Sculptors help `Birds and Bees' soar at the Dockyard
"Birds and Bees'' -- An exhibition of mixed-media work inspired by nature -- Bermuda Arts Centre at Dockyard -- September 10 to October 20.
While birds, bees and even educated fleas may, as Cole Porter sang, fall in love, they have also served as (with maybe the exception of the fleas) popular subjects for artists -- and indeed have inspired, in the Bermuda Arts Centre at Dockyard's latest exhibition, some truly fine work.
Since September 10, the Arts Centre has been hosting a mixed-media display of works -- painting, sculpture, even patchwork quilts(!) -- that have taken their cue (whether directly or indirectly) from the natural world.
What this means, of course, is that the exhibition, which runs until the end of next week, is positively rife with depictions of such standard pastoral fare as fowl, insects, foliage and fruit.

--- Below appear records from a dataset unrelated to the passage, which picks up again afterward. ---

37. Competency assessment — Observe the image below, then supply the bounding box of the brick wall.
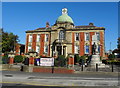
[32,34,37,51]
[33,67,74,74]
[72,32,74,53]
[25,34,29,53]
[100,32,104,57]
[40,34,45,55]
[80,32,85,56]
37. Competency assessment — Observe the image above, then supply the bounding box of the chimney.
[46,22,50,28]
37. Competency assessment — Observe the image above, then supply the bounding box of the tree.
[108,54,116,60]
[117,37,120,50]
[2,29,19,53]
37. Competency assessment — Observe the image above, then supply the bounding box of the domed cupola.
[56,8,74,24]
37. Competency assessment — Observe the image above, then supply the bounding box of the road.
[0,70,119,87]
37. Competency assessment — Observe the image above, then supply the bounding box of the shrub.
[55,55,66,67]
[2,55,9,64]
[74,54,80,64]
[79,56,87,65]
[14,55,23,63]
[108,54,116,60]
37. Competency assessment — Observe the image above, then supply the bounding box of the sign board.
[40,58,54,66]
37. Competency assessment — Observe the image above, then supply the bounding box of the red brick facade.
[80,32,85,56]
[40,34,45,55]
[25,31,105,57]
[100,32,104,56]
[32,34,37,52]
[25,34,29,53]
[72,32,74,54]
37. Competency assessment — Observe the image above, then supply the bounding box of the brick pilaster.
[25,34,29,53]
[32,34,37,52]
[40,34,45,56]
[80,32,85,56]
[100,32,104,57]
[72,32,74,54]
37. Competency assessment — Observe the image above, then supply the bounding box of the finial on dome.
[62,8,68,14]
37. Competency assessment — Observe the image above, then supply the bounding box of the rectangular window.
[36,34,40,42]
[45,34,49,42]
[29,34,32,42]
[98,45,100,53]
[44,45,48,54]
[96,32,100,41]
[36,46,40,53]
[85,45,89,54]
[74,45,79,54]
[85,33,89,41]
[75,33,79,41]
[28,46,32,51]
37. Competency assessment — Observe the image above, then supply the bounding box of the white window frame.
[28,45,32,51]
[36,34,40,42]
[45,34,49,42]
[44,45,48,54]
[75,33,79,41]
[29,34,32,42]
[85,45,89,54]
[96,32,100,41]
[36,45,40,53]
[85,33,89,41]
[74,45,79,54]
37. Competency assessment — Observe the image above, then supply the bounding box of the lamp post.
[8,51,15,65]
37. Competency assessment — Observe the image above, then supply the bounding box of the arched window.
[59,30,65,40]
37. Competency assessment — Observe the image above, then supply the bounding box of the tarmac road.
[1,70,119,87]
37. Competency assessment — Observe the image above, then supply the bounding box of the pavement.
[1,70,119,87]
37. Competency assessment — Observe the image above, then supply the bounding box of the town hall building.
[25,8,105,58]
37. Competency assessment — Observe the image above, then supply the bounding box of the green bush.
[108,54,116,60]
[2,55,9,64]
[55,55,66,67]
[14,55,24,63]
[74,54,80,64]
[79,56,87,65]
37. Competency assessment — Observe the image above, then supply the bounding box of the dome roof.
[56,8,74,24]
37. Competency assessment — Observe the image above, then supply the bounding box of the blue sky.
[2,2,118,51]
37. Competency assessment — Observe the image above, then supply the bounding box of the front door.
[57,46,62,55]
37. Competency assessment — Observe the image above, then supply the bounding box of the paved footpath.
[1,70,119,87]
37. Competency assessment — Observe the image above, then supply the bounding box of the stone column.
[61,45,63,55]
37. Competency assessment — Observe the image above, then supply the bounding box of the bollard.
[96,64,98,72]
[112,64,114,72]
[81,64,83,71]
[52,66,54,73]
[20,65,23,71]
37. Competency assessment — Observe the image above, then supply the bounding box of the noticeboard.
[40,58,54,66]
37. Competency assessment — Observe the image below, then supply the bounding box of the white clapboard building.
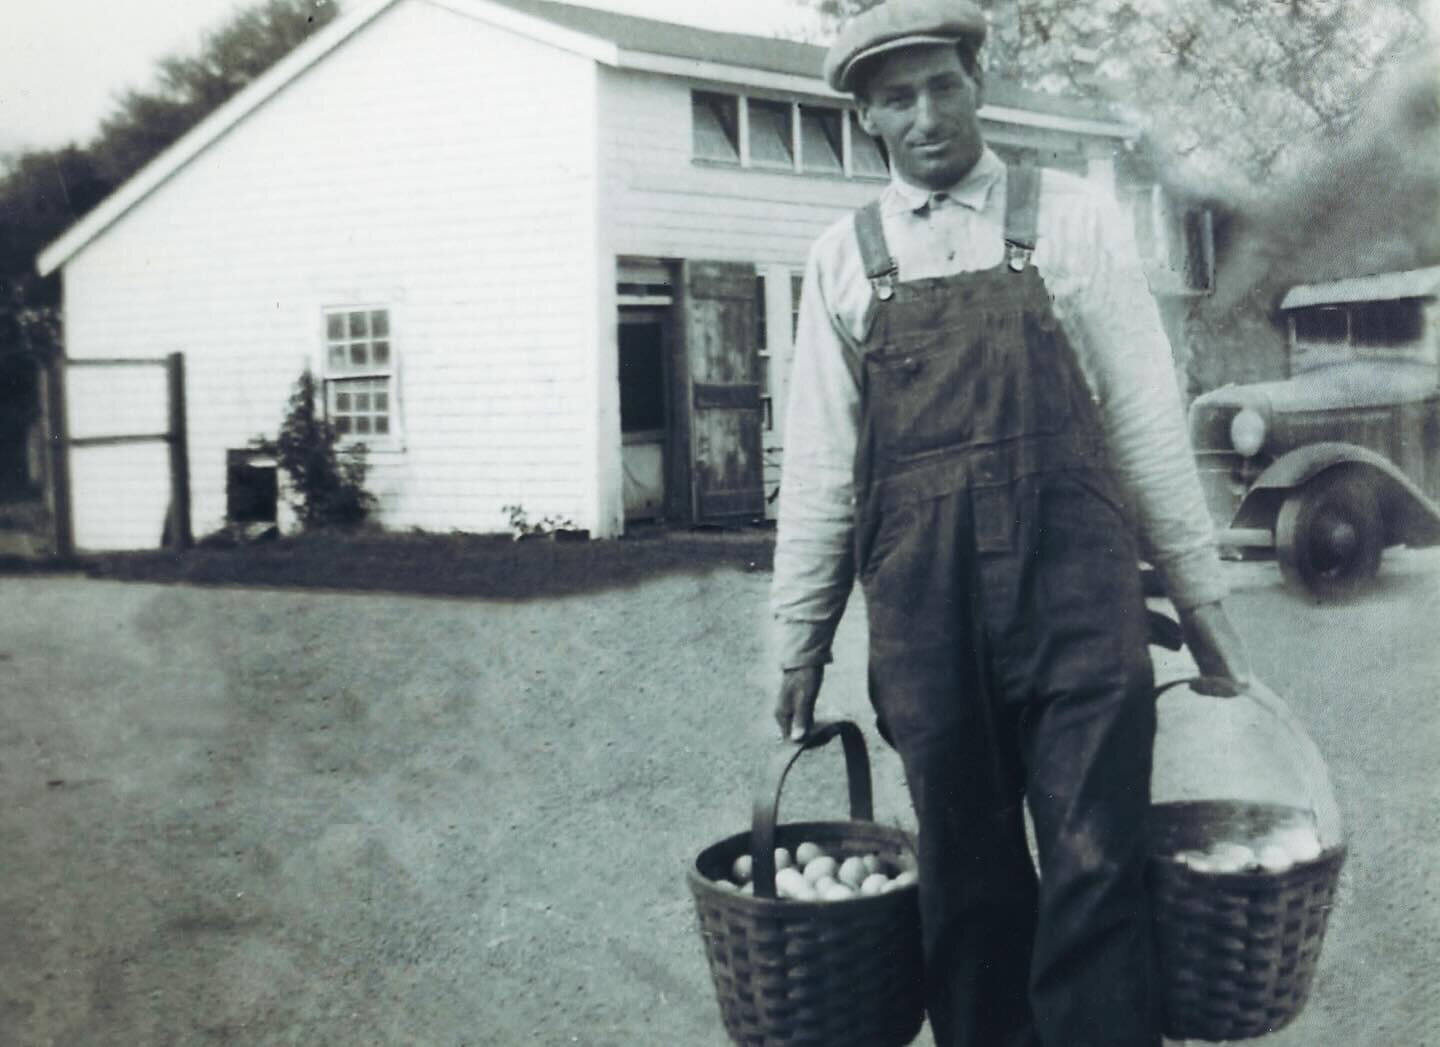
[38,0,1145,549]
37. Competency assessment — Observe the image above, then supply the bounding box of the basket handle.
[1154,675,1342,844]
[1154,675,1244,701]
[750,720,874,900]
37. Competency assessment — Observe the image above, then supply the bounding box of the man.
[769,2,1251,1045]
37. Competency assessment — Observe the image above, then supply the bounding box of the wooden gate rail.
[43,352,190,558]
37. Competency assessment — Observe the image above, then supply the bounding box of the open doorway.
[619,307,670,521]
[0,353,42,502]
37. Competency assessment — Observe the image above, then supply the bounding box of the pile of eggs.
[714,841,918,901]
[1172,821,1324,875]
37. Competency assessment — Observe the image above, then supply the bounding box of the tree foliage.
[806,0,1432,197]
[0,147,110,356]
[0,0,338,355]
[90,0,340,186]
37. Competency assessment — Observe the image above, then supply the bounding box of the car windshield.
[1289,297,1436,374]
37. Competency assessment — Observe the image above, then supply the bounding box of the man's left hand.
[1176,601,1252,692]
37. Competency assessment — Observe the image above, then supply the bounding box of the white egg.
[795,842,825,866]
[776,867,816,901]
[1257,844,1293,873]
[1270,826,1323,864]
[860,873,889,896]
[838,856,868,889]
[1207,843,1258,874]
[803,856,839,884]
[1178,851,1219,873]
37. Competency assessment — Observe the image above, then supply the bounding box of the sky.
[0,0,822,154]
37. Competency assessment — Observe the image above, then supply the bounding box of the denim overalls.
[853,166,1160,1047]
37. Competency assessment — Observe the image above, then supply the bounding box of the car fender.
[1234,442,1440,546]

But although the show, consisting in its last few weeks of exhibition of some 68 pieces, includes such old and reliable stand-bys as Eric Amos' finely detailed studies of birds, it is those submissions that are less conventional (in terms of both execution and medium used) that really soar -- particularly (and surprisingly) the sculpture.
On first consideration, the sculptural form is not the first technique that springs to mind if the evocation of nature is a target, but it does, as most of the sculptural samples at the Arts Centre indicate, lend itself nicely to the task.

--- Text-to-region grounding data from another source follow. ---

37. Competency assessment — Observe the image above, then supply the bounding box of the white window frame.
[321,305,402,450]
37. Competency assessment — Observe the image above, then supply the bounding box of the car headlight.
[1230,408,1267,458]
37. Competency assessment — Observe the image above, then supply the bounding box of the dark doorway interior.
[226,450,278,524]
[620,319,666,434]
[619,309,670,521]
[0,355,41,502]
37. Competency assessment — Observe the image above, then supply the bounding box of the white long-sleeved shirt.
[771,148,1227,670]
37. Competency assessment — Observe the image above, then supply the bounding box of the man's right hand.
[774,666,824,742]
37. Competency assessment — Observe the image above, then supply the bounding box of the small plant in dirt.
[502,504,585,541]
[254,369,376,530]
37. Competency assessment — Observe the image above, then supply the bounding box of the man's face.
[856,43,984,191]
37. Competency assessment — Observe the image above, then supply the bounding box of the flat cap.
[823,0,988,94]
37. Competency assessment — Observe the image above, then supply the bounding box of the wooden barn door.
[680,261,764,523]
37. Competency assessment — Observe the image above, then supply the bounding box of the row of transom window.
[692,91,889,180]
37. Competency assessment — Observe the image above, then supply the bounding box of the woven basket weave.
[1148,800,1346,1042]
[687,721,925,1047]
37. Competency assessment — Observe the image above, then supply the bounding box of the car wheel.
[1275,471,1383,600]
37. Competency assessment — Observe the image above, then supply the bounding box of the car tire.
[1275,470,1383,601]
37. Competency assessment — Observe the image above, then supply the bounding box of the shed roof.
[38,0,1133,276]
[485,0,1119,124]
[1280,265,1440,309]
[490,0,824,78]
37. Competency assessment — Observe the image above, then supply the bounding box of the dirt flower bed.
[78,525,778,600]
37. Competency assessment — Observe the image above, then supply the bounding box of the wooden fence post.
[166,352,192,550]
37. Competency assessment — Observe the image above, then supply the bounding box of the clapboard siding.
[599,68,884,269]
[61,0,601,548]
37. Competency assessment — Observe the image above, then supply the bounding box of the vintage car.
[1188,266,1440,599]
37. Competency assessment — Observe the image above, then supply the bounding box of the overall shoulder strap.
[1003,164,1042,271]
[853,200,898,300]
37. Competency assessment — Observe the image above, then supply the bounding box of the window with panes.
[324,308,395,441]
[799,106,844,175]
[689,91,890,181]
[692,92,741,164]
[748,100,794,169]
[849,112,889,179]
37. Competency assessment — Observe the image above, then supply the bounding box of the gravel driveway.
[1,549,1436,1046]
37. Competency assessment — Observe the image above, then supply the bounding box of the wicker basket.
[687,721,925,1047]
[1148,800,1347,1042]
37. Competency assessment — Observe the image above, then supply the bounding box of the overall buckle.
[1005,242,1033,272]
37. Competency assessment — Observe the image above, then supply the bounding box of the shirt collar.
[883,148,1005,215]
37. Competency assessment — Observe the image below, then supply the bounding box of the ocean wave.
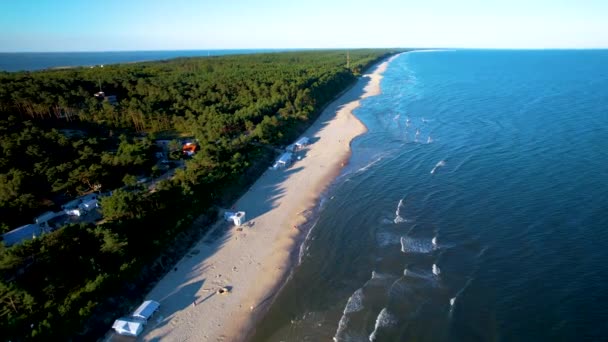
[357,156,383,174]
[432,263,441,276]
[376,231,401,247]
[403,268,434,281]
[400,236,435,253]
[345,288,364,314]
[430,160,446,174]
[369,308,397,341]
[394,198,410,223]
[371,271,392,280]
[297,218,319,264]
[450,277,473,317]
[388,277,411,299]
[333,288,366,342]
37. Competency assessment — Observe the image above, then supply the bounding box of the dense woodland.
[0,49,399,340]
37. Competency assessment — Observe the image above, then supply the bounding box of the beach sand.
[140,54,400,342]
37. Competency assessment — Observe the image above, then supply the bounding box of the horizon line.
[1,47,608,54]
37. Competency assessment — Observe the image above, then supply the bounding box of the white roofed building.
[1,224,42,247]
[112,318,144,337]
[273,152,293,169]
[132,300,160,321]
[294,137,310,150]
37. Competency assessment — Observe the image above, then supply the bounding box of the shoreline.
[140,53,402,342]
[242,52,404,340]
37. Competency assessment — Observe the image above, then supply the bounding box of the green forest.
[0,49,399,340]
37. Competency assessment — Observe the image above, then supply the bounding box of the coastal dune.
[141,54,400,341]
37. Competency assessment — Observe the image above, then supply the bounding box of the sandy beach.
[140,54,400,342]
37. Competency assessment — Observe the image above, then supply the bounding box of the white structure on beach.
[273,152,293,169]
[132,300,160,321]
[294,137,310,150]
[111,300,159,337]
[112,318,144,337]
[224,211,246,226]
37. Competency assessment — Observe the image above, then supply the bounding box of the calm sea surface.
[251,50,608,341]
[0,49,295,72]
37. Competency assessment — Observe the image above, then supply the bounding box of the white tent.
[112,318,144,337]
[224,211,246,226]
[132,300,160,321]
[273,152,293,169]
[295,137,310,150]
[232,211,245,226]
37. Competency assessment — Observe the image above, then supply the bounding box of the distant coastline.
[0,49,304,72]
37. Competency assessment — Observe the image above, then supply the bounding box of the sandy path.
[140,53,401,342]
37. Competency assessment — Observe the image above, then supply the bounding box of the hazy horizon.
[2,0,607,52]
[2,47,608,54]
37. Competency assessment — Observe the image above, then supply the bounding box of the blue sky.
[1,0,607,51]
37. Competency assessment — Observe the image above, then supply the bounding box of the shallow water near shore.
[250,50,608,341]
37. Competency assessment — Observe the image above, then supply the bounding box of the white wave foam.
[430,160,446,174]
[427,136,433,144]
[344,288,364,314]
[357,156,383,174]
[394,216,407,224]
[394,198,408,223]
[400,236,434,253]
[432,264,441,276]
[333,315,350,342]
[333,288,366,341]
[451,278,473,317]
[432,236,437,247]
[395,198,404,215]
[298,219,320,264]
[369,308,397,341]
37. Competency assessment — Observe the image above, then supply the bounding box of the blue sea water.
[0,49,295,72]
[250,50,608,341]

In terms of reflecting, for example, the natural world's traditional denotations of freedom from man-made shackles, Chesley Trott's remarkable "Woman Releasing Bird,'' a marvellous bronze depiction of an exaggeratedly elongated female as she thrusts the winged creature skyward, speaks volumes, incorporating as it does both a sophisticated (yet accessible) visual language and a synchronistic adherence to symmetry and movement.
In the same vein, Antoine Hunt's "Trio of Pears,'' a striking silver-tinged assemblage of the fruits on a simple wooden background, constitutes a deceivingly complex study of nature's dual nature -- both its ripeness and sterility, its starkness and fecundity -- while Lynn Morrell's two largest sculptures (the lovely and innovatively executed "In The Bamboo'' and the humourous but message-laden "A Fable For Our Times'') each capture the splendour and vulnerability of the natural environment.

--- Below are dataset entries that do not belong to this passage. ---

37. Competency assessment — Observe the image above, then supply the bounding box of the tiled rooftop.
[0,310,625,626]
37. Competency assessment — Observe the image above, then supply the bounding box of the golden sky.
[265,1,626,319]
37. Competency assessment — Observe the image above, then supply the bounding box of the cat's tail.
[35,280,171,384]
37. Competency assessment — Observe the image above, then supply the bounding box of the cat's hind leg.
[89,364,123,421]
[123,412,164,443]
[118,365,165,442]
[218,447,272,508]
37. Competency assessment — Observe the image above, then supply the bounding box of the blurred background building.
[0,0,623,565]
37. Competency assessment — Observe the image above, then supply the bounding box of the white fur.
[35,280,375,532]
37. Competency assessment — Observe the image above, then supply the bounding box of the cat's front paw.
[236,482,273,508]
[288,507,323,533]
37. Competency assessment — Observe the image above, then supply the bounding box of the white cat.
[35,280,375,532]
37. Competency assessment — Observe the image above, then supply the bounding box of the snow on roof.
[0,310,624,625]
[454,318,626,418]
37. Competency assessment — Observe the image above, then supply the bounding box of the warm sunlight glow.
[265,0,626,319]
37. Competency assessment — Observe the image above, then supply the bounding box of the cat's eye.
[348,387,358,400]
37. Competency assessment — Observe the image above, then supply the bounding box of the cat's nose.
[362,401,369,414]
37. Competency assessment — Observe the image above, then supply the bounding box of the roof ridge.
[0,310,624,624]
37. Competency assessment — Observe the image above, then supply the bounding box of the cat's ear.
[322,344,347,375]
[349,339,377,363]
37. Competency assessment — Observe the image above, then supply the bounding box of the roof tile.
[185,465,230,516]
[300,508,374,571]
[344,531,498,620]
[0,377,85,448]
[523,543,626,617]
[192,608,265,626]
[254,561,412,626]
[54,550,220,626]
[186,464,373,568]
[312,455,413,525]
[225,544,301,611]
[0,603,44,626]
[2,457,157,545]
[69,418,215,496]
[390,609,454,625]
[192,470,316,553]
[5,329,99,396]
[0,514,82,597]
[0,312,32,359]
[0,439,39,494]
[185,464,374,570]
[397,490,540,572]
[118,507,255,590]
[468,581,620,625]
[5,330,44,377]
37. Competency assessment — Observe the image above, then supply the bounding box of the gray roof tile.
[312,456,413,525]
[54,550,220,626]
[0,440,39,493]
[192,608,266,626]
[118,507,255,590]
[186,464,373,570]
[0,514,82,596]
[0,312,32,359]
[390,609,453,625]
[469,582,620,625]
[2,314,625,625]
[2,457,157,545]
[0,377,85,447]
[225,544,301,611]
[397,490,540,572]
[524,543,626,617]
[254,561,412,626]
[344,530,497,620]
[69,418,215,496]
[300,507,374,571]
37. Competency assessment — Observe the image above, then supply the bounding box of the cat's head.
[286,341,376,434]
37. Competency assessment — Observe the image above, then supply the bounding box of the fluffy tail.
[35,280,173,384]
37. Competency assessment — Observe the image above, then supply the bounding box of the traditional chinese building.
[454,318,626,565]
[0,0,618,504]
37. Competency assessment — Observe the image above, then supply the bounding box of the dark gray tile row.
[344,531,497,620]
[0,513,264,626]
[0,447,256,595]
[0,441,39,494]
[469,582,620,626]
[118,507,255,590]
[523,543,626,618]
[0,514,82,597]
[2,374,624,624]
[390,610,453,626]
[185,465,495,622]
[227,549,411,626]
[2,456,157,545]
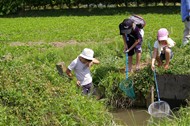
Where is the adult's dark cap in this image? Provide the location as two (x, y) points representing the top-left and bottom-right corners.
(119, 19), (133, 34)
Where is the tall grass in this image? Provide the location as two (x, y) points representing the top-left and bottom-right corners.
(0, 43), (115, 125)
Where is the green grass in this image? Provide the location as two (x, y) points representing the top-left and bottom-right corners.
(0, 43), (115, 125)
(0, 6), (190, 125)
(0, 16), (120, 42)
(0, 6), (182, 44)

With these two submissions, in fact, Ms Morrell, whose talent has been cited in these pages before, has never been so playful and filled with whimsy, so socially minded and so vital, as she appears in this show. May she, in other words, continue down this garden path.
Of course, there are a number of paintings that also shine in "Birds and Bees'' -- Helen Daniel's fanciful gouache and "trials of life'' series, Caroline Troncossi's fluid, psychadelic "Double Hibiscus'' and Ruth Vallis' lovely quartet of watercolour miniatures (especially "Red Hen'' and "Three Ducks'') spring immediately to mind.
But, overall, it is the sculptures of the ensemble that ultimately draw in and delight. It is the Trotts and the Hunts and the Morrells, in other words, that really help this "bird'' soar.